Unicode standard#

Unicode is a standard that describes the representation and encoding of almost all languages and other characters.

A few facts about Unicode:

  • version 13.0 (March 2020) describes 143 859 codes

  • each code is a number that corresponds to a certain character

  • standard also defines the encoding - the way of representing the symbol code in bytes

Each character in Unicode has a specific code. This is a number that is usually written as follows: U+0073, where 0073 - hexadecimal digits. Apart from the code, each symbol has its own unique name. For example, letter “s” corresponds to code U+0073 and the name “LATIN SMALL LETTER S”.

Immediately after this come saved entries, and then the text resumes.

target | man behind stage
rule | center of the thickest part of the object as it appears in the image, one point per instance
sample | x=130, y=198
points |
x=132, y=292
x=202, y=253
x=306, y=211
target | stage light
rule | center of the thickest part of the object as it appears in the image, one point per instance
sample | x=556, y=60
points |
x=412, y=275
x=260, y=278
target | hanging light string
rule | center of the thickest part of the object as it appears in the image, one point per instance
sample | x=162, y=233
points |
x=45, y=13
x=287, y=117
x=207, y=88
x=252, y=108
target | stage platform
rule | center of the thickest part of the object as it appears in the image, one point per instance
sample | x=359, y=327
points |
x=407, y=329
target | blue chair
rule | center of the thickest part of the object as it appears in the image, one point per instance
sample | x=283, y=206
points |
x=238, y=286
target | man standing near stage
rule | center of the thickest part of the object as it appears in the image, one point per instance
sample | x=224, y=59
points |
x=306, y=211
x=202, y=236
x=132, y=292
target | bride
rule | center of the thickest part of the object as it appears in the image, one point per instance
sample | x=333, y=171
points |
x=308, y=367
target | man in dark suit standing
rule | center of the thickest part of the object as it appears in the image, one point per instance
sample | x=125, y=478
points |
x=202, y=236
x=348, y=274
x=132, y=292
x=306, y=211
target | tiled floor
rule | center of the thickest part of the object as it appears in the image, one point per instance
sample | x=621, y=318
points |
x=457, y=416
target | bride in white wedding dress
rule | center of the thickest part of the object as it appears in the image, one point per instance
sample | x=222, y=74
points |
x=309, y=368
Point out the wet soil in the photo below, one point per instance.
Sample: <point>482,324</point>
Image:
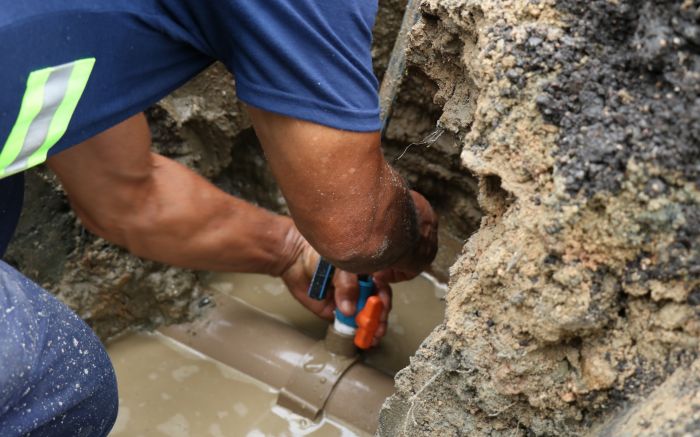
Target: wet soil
<point>167,389</point>
<point>418,307</point>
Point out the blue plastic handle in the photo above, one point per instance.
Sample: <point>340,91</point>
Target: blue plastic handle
<point>366,290</point>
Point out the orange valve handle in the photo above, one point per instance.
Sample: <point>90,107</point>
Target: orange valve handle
<point>368,321</point>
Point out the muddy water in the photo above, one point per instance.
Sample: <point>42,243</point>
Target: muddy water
<point>167,389</point>
<point>418,306</point>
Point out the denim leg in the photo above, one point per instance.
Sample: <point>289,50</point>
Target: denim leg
<point>55,376</point>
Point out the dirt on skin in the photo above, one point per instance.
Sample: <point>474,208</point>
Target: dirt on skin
<point>575,125</point>
<point>204,126</point>
<point>579,293</point>
<point>112,290</point>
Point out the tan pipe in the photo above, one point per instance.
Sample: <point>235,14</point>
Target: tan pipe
<point>271,351</point>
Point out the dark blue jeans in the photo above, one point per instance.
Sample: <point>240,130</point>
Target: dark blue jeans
<point>55,376</point>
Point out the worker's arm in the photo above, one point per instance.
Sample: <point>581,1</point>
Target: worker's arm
<point>345,198</point>
<point>160,210</point>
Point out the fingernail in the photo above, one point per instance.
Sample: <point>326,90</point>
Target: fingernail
<point>346,307</point>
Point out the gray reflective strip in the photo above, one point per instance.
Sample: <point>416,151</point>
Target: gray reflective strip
<point>54,92</point>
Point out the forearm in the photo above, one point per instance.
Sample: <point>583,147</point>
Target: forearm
<point>346,200</point>
<point>177,217</point>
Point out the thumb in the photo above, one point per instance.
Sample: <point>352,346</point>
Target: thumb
<point>347,291</point>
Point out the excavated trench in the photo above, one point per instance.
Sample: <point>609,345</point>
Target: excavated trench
<point>558,139</point>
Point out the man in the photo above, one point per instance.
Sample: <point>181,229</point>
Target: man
<point>75,76</point>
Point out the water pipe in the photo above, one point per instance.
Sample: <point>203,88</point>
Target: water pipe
<point>310,378</point>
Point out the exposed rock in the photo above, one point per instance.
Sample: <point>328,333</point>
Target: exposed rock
<point>580,120</point>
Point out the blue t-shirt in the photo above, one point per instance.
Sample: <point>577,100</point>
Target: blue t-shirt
<point>73,68</point>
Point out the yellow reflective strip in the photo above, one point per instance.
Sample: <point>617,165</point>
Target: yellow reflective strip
<point>31,106</point>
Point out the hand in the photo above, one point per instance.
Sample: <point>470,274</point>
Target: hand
<point>343,293</point>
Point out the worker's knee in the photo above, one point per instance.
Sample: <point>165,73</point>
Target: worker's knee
<point>59,380</point>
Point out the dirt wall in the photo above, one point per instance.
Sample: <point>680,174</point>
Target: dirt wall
<point>579,293</point>
<point>574,124</point>
<point>204,126</point>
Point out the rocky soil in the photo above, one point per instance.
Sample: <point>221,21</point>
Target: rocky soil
<point>562,139</point>
<point>579,293</point>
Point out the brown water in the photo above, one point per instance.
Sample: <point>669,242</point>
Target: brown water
<point>167,389</point>
<point>418,306</point>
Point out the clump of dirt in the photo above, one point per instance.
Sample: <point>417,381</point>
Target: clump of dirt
<point>577,295</point>
<point>201,125</point>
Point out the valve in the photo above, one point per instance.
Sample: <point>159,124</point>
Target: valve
<point>368,321</point>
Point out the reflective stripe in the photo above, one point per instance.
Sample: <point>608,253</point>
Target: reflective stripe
<point>49,102</point>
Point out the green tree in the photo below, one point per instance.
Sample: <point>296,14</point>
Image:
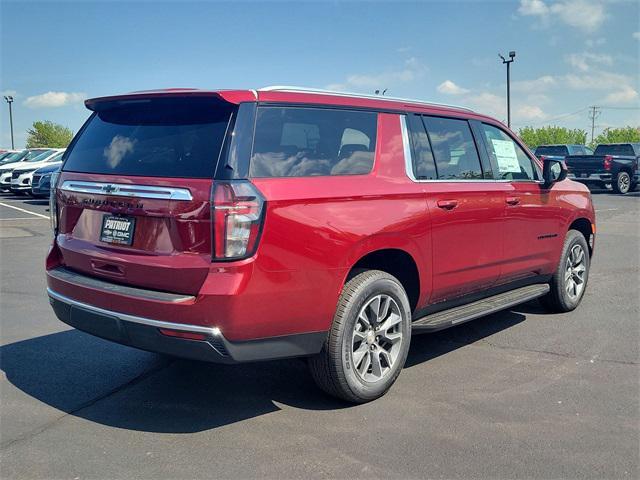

Examples of codes, names and corresponding symbols:

  • U+0073, “LATIN SMALL LETTER S” - s

  • U+00F6, “LATIN SMALL LETTER O WITH DIAERESIS” - ö

  • U+1F383, “JACK-O-LANTERN” - 🎃

  • U+2615, “HOT BEVERAGE” - ☕

  • U+1f600, “GRINNING FACE” - 😀

Encodings#

Encodings allow to write character code in bytes.

Unicode supports several encodings:

  • UTF-8

  • UTF-16

  • UTF-32

One of the most popular encoding to date is UTF-8. This encoding uses a variable number of bytes to write Unicode characters.

Examples of Unicode characters and their representation in bytes in UTF-8 encoding:

  • H - 48

  • i - 69

  • 🛀 - 01 f6 c0

  • 🚀 - 01 f6 80

  • ☃ - 26 03